A San Frumenzio l’incontro organizzato a un anno dalla beatificazione dei 19 religiosi uccisi durante la guerra civile. Tra loro, il vescovo di Orano Claverie, assassinato con il suo autista musulmano
di Roberta Pumpo, 10 Dicembre 2019
Martiri del dialogo, della comunione e della fratellanza, «il cui sangue versato è inscindibilmente legato a quello di Gesù». A un anno dalla beatificazione, così il vescovo incaricato del Centro diocesano per la cooperazione missionaria tra le Chiese Gianpiero Palmieri ha ricordato ieri sera, lunedì 9 dicembre, i 19 martiri di Algeria – 13 religiosi e sei religiose appartenenti a otto congregazioni differenti -, assassinati in circostanze diverse tra il 1994 e il 1996 durante la guerra civile. Tra loro monsignor Pierre Claverie, dell’ordine dei frati predicatori, vescovo di Orano, assassinato il 1° agosto 1996 con il suo autista musulmano di 22 anni, Mohamed Bouchikhi, e i sette monaci di Tibhirine, dell’ordine Cistercense della stretta osservanza, i cui resti furono ritrovati il 25 maggio 1996, due mesi dopo il rapimento.
“La nostra morte non ci appartiene”: questo il tema della serata – tratto dal testamento spirituale del frate trappista Christian de Chergé -, svoltasi nella parrocchia di San Frumenzio, organizzata con il sostegno del Centro missionario diocesano di Roma dal Gruppo Nuovi Martiri, costituito dalle associazioni Archè, Finestra per il Medio Oriente, Fondazione Giovanni Paolo II per la cooperazione e lo sviluppo, parrocchie Sant’Innocenzo I Papa e San Guido vescovo e dalla Comunità Missionaria di Villaregia. L’incontro ha messo in evidenza la missione profetica dei martiri di Algeria che hanno testimoniato con la propria vita la possibilità di promuovere un dialogo pacifico e fraterno tra cristiani e musulmani nella certezza di essere amati da un unico Dio. Emblema della beatificazione è, infatti, il sangue di monsignor Claverie, cristiano, unito a quello di Mohamed, musulmano, e il frutto del loro martirio è l’amicizia che oggi lega la sorella del primo con la madre del giovane.

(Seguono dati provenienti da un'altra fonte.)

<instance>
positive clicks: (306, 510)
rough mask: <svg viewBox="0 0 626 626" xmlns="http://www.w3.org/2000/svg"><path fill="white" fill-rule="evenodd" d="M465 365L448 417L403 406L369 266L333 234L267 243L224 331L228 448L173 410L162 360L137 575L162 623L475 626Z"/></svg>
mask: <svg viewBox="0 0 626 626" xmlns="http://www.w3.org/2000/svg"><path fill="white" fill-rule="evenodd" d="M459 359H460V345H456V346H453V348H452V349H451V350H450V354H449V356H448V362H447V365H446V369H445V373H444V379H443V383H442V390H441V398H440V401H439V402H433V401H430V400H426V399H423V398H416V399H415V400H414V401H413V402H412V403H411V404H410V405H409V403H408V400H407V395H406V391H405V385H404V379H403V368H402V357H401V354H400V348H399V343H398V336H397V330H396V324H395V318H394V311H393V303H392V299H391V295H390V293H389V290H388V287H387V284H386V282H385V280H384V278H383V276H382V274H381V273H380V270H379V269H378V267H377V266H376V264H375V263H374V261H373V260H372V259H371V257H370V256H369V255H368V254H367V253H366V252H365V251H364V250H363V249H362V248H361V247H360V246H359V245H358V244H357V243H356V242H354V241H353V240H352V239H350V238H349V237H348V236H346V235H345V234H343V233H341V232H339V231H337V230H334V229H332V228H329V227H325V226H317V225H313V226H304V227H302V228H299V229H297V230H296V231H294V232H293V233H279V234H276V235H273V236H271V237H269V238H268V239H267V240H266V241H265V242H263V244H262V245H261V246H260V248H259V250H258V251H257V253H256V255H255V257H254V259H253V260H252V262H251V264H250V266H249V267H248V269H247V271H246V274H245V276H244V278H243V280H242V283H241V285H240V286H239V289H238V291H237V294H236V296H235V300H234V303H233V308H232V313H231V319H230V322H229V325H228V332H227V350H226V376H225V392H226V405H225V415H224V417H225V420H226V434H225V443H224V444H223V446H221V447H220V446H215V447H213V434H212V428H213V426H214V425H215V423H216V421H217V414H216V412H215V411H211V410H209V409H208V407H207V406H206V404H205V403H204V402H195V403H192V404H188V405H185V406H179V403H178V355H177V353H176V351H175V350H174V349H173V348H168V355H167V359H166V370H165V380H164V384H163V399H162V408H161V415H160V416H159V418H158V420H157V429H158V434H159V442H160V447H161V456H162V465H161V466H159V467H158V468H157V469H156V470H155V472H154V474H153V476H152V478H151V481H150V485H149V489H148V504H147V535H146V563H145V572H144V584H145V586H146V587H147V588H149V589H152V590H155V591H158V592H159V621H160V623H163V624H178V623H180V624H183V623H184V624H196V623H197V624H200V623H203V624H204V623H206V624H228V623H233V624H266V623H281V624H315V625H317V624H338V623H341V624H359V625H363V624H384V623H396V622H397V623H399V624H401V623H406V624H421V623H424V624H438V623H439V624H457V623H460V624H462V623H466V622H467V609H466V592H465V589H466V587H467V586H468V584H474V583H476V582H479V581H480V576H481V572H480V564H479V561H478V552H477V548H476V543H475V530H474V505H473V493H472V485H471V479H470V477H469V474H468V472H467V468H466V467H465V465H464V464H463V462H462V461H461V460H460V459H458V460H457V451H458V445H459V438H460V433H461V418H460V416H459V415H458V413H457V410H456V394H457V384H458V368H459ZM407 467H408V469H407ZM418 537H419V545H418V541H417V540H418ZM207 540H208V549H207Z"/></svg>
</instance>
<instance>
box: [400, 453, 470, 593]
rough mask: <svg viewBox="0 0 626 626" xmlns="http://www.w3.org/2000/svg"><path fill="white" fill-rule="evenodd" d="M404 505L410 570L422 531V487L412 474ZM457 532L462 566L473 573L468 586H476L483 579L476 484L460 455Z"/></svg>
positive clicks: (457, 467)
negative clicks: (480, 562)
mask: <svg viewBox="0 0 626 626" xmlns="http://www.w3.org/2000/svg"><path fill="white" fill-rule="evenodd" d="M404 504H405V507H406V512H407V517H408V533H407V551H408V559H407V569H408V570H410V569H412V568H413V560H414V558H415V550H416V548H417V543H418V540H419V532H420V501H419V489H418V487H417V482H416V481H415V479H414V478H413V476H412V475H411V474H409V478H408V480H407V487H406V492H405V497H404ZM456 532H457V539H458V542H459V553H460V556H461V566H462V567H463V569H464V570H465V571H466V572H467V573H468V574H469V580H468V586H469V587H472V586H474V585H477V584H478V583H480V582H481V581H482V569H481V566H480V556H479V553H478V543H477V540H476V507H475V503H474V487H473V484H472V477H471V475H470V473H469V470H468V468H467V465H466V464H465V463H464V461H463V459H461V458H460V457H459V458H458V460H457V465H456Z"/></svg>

Thomas Georgeon, postulatore della causa di beatificazione, che prima dell’incontro ha presieduto la celebrazione eucaristica, si è soffermato sulla scelta dei religiosi di voler rimanere in Algeria, all’epoca devastata dalla guerra, per manifestare la carità fraterna a un popolo dilaniato dalla violenza. Il martirio dei diciannove «servitori zelanti, appassionati dell’Algeria e del suo popolo – ha detto – parla a nome delle decine di migliaia di algerini musulmani vittime dell’odio, tra i quali ci sono 114 imam». Pagare con la vita il rifiuto di trasgredire le prescrizioni della propria religione unisce «nel mistero Pasquale di Cristo il mistero di chi ha dato la vita per la fede, anche quello dei fratelli musulmani», ha aggiunto Palmieri, che ha invitato i tanti laici e religiosi presenti all’incontro a «prendere molto sul serio» il paragrafo 21 della Costituzione pastorale sulla Chiesa nel mondo contemporaneo “Gaudium et spes”, il quale si sofferma sul compito della Chiesa di diffondere il Vangelo con una «fede viva e adulta» come hanno dato «testimonianza sublime moltissimi martiri». Attraverso la via del martirio, ha aggiunto il vescovo, è «bellissimo comprendere le vie sorprendenti e misteriose con cui Dio realizza il suo Regno».
Ambrogio Bongiovanni, docente alla Pontificia Università Gregoriana, ha letto alcuni stralci del testamento spirituale di padre Christian de Chergé dalle cui pagine emerge la «missione profetica» del religioso, «costruita su un dialogo profetico e profondo in una situazione di conflitto. A volte – ha aggiunto – ci sono ostacoli che scoraggiano al dialogo con l’Islam ma la profezia sta proprio nel lavorare quando si pensa non ci sia nulla da fare e quando la ragione spinge a compiere scelte diverse». I martiri d’Algeria hanno «scelto la strada meno comoda, sono andati contro corrente per fare la volontà di Dio».